Ludwig asintió dando las buenas tardes y se fue. Felicia suspiró pesadamente apenas cerró la puerta. ¡Rayos! ¡¿Por qué es tan difícil fingir ante ese alemán tan guapo?! No, espera, ¿guapo? ¿Acaso pensó en esa palabra para referirse a su vecino? De acuerdo, el cambio de horarios y el clima debían estarla afectando si un tipo como él le elevaba los nervios de forma extraordinaria.

—¿Quién era, Felicia? —Se escuchó de Lovino, muy cerca de ella.

Se volteó para verlo con el ceño fruncido y cruzado de brazos. No, su hermano no estaba feliz. Pero no podía perder el control, puso su mejor sonrisa y se auto-convenció que su actitud anterior se debía a la vergüenza y no por otra cosa que no deseaba ni mencionar. ¡Ejém! ¿Segura que no? ¡No! Esta vez su subconsciente no lograría molestarla. No pensaría en cosas como esas, sólo conocía a Ludwig desde hace unas horas y además…

—Estoy esperando, —arrastró las palabras Lovino, sacándola de sus pensamientos contradictorios.

—¡Oh, sí! —Se aclaró la garganta y alejó de su mente de cosas sin sentido—. ¿Recuerdas al vecino que tiene tres grandes… —control, mucho control— perros?

—¿Ajá…? —Su expresión no cambiaba.

—Pues resulta que nos acaba de traer la cena, —dijo feliz mientras alzaba el tazón frente a su hermano—. Ya no tienes que trabajar por hoy.

Y Lovino suspiró. Él tampoco quería perder el control. Sin demostrar agradecimiento o desprecio preguntó que si sólo era por eso. Felicia le respondió que quería darles una bienvenida y una disculpa por lo que pasó en la mañana. Si Lovino sintió algo con respecto a eso no lo demostró, simplemente bufó antes de anunciar que la comida estaba lista pero que él no comería.

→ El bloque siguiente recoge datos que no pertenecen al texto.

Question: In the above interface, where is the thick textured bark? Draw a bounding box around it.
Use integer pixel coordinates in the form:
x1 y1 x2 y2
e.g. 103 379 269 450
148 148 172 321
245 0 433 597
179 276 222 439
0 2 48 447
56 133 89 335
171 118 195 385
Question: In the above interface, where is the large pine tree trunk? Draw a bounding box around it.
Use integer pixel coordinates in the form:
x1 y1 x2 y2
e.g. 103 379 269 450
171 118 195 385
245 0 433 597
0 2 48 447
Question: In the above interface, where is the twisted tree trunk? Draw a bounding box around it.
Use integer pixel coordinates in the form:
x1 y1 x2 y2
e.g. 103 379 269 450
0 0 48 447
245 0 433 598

Felicia no insistió, su hermano era tan quisquilloso y hasta malhumorado que cualquier palabra sólo lo haría enojar. Sus padres se mostraron agradecidos con tal presente y le pidieron a su hija que invitara a Ludwig al día siguiente para un almuerzo que harían con otros vecinos. Sin conocerlo y ya les caía bien por lo que querían saludarlo y convivir en persona; Felicia les había contado lo sucedido, claro, evitando cómo se había sentido por él… Lovino no quiso mostrarse maleducado y tuvo que aceptar a regañadientes la idea de sus muy amables y simpáticos padres.

Pero entonces Felicia se sintió a morir. ¿Por qué? Bueno es simple. Sus padres le dijeron que invitara a Ludwig a un almuerzo. Ella tendría que ir no sólo a dejarle el tazón ya limpio, tendría que hablarle por más tiempo. Su hermano no podía ayudarla, él tenía que ayudar a sus padres y estaría casi toda la mañana afuera. Felicia tendría que acercase a la casa con tres grandes canes los cuales no podía ni ver… Tenía que hablarle al vecino que miraba atractivo y el cual posee tres bonitas y temibles mascotas. Oh sí, eso sería un poco complicado.

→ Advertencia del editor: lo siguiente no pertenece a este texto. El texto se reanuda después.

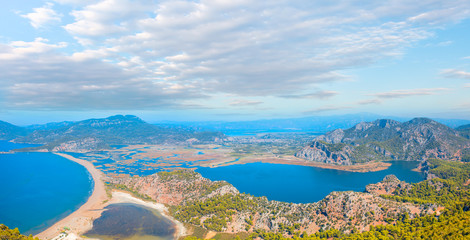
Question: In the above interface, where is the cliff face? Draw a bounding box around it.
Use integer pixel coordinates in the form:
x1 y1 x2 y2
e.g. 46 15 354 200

¡Buenas! Lamento la tardanza, no sé por qué la inspiración no me daba para poder avanzar con el fic aunque ya tenía la idea de lo que quería. Ehm, como sea, espero les guste el capítulo y esperen el próximo con ánimo.

No sé si en Alemania tienen esa costumbre de dar regalos a los nuevos vecinos como en las series estadounidenses, pero de todas formas tiene un propósito y se va a explicar pronto.